JUPITER – Exploring New Frontiers
JUPITER – Exploring New Frontiers
Published: February 2010
Abstract
Over the last two decades statins have become indispensable for managing patients at high risk of cardiovascular disease. Since their introduction in the late 1980s, their role has expanded from drugs to be used in secondary prevention to standard treatment in primary prevention for individuals at high risk of cardiovascular disease. Targets for low-density lipoprotein (LDL) cholesterol, as well as LDL levels at which statin therapy should be started, have gradually gone down. The JUPITER study succeeded in expanding the limits of earlier interventions and aimed for lower plasma LDL cholesterol levels, as well as including high-sensitivity C-reactive protein (hs-CRP) as a biomarker for risk and target for treatment. The investigators included patients who, according to current guidelines, would not qualify for statin therapy. Patients with elevated levels of hs-CRP (>2mg/dl) and low LDL cholesterol (<130mg/dl) were treated with rosuvastatin 20mg or placebo. The trial was terminated after 1.9 years because of unexpected early benefits, whereby the relative risk of developing atherothrombotic complications was reduced by 44%. The implications of this trial are far-reaching, not only because of the public health consequences of treating a larger number of individuals with aggressive statin therapy than current guidelines dictate; it also forces us to re-evaluate current cardiovascular risk calculating tools.
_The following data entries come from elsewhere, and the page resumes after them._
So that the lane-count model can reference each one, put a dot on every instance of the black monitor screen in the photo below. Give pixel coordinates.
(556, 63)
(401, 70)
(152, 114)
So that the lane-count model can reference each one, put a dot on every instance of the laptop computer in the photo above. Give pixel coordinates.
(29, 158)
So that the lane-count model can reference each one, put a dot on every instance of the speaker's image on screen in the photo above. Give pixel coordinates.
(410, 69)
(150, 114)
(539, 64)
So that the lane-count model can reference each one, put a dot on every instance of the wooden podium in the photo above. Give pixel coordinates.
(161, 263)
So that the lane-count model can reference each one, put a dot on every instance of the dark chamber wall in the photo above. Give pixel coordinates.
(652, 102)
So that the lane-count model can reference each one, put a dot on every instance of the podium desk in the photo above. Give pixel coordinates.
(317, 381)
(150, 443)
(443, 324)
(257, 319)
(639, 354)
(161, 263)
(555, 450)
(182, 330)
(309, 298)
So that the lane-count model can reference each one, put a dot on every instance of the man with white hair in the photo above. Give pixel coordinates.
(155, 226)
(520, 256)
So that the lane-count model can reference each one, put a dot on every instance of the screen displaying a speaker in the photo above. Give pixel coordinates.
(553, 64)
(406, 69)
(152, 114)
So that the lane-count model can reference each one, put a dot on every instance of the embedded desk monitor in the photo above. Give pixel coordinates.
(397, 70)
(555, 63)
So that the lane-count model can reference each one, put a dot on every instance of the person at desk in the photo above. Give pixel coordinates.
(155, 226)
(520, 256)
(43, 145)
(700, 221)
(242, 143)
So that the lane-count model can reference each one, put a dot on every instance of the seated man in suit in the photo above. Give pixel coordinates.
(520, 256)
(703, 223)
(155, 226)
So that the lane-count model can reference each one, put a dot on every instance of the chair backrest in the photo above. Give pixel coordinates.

The provocative results of this important primary prevention trial have generated new questions on how to intervene earlier in the development of atherosclerosis in patients at risk of cardiovascular disease.
Keywords
JUPITER trial, cholesterol, C-reactive protein, coronary artery disease, primary prevention, statin drugs, cardiovascular risk, heart risk factors, lipoprotein (a), low-density lipoprotein, high-density lipoprotein, preventative cardiology, metabolic syndrome, cardiovascular screening, rosuvastatin, statin drugs, HMG CoA reductase inhibitors
Disclosure: Peter J Lansberg is on the speaker’s bureau for Merck Sharp & Dohme, Schering Plough, Pfizer, AstraZeneca and Genzyme, and is on Pfizer’s advisory board.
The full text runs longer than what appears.